I don't know how long the silence lasts as I similarly look out at sea, the hand continuing to grip my heart painfully tight as I try to find words in any language to tell him what I want to say. Trying to figure out what is the right answer. Maybe there isn't one. Maybe the best thing to say is just the truth.

"We don't take this into tomorrow do we?" I ask him, startling him out of his thoughts as he had his eyes trained firmly on what was left in his glass of wine and they look back to me. "What's said... this is a stupid social experiment, not a real date... we talk but we don't let it affect us at home?" I continue, wanting to make sure that if I was going to say the truth, that it wasn't going to undo what we'd built especially as it didn't matter anymore.
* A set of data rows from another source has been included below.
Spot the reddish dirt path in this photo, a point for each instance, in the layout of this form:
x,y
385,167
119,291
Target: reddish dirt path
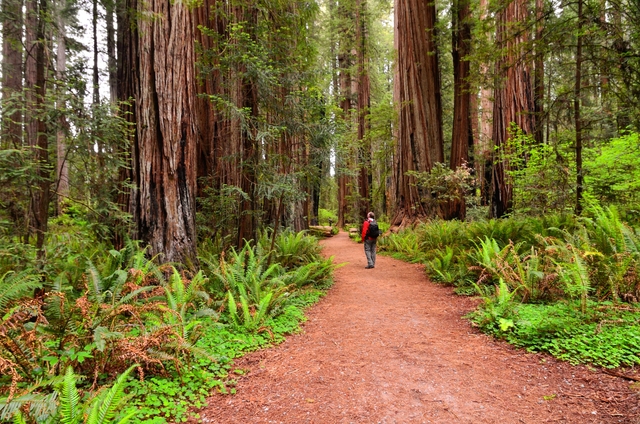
x,y
387,346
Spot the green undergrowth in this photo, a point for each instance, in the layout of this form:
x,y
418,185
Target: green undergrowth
x,y
607,336
160,336
565,285
174,398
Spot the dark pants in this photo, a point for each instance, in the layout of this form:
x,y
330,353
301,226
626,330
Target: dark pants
x,y
370,251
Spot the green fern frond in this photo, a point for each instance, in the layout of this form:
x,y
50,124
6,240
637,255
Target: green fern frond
x,y
69,411
40,405
106,405
14,287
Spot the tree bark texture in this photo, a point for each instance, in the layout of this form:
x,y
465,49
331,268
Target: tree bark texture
x,y
363,105
462,132
110,10
483,143
62,173
161,77
35,78
513,96
346,93
12,19
539,74
420,141
576,111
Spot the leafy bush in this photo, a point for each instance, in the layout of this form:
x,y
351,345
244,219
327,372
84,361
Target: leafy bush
x,y
98,313
560,267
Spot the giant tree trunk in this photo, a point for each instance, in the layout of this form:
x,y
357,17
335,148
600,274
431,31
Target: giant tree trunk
x,y
363,104
158,67
346,92
110,9
62,190
576,111
417,95
12,18
35,78
539,74
462,131
513,98
483,143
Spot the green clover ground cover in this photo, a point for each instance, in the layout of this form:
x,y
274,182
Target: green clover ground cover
x,y
171,399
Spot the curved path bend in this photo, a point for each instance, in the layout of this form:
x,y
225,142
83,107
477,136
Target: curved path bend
x,y
387,346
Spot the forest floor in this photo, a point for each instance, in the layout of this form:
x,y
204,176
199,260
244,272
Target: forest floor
x,y
387,346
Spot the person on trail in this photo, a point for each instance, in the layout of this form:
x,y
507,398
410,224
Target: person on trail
x,y
370,234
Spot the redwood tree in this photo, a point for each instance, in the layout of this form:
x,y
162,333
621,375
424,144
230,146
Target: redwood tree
x,y
157,69
462,131
417,94
513,95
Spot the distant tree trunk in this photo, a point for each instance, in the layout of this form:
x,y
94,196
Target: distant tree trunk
x,y
61,148
576,110
363,105
161,75
127,70
35,78
247,229
96,75
420,142
462,131
483,147
513,97
109,6
345,63
539,74
11,19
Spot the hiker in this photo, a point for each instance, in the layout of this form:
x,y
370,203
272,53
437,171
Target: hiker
x,y
370,234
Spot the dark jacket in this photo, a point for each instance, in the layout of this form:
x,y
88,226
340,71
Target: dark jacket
x,y
365,228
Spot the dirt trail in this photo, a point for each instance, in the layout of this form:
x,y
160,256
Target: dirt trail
x,y
387,346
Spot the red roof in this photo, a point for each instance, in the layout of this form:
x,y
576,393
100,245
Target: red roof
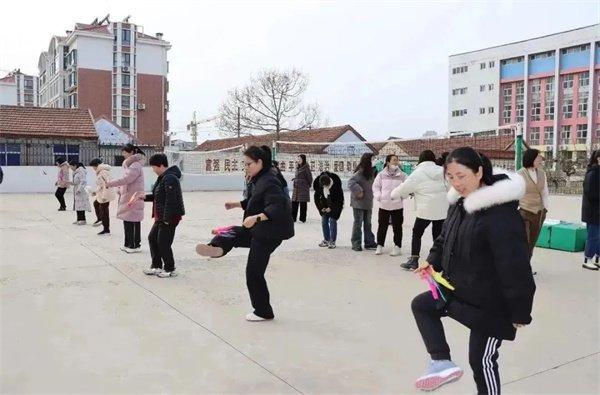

"Depends on what you say," he replies honestly, leaning forward just in time for the waiter to come back out with both of our pasta dishes and I swallow as we both go quiet and wait for him to leave again. Whatever was next, it wasn't for anyone else to hear. "For the most part... no though. If you say you hate me, that will affect home but an answer? If it's a real one, yes, that can stay in tonight if you want? I won't bring it up - it's about the past. It doesn't reflect now."

I nod slowly as I focus on the pasta in front of me, fixing my hair once more as I try and figure out what is the truth, trying to sort out my thoughts so they will make sense. "You said before that I run and... that's true. In France you said you loved me and to be honest I didn't believe you but it scared me as much as it hurt me. So I ran. I didn't believe you would ever leave her. My dad always told my mum he would leave his wife and he never did and I know it was different but I'd spent most of my life watching my mum torn up over that decision and I didn't want to repeat history," I tell him honestly before returning to my food and let him digest the words as we ate our food. A quick glance at him shows me he's shocked and still slightly confused with my answer - not a full one, not yet and so I let out a shaky breath placing my knife and fork down as I lift the glass of wine to my lips and down it before reaching my hand over to his. Partly to stop the shaking and also because I felt a little sick and I knew that his touch would calm me. It did. "I left because you said you loved me and it terrified me. I didn't want to get caught in a loop of you telling me you would leave her and staying. I thought if I didn't leave in that moment that I never would. I would never be able to leave you because I... I was in love with you. Back then."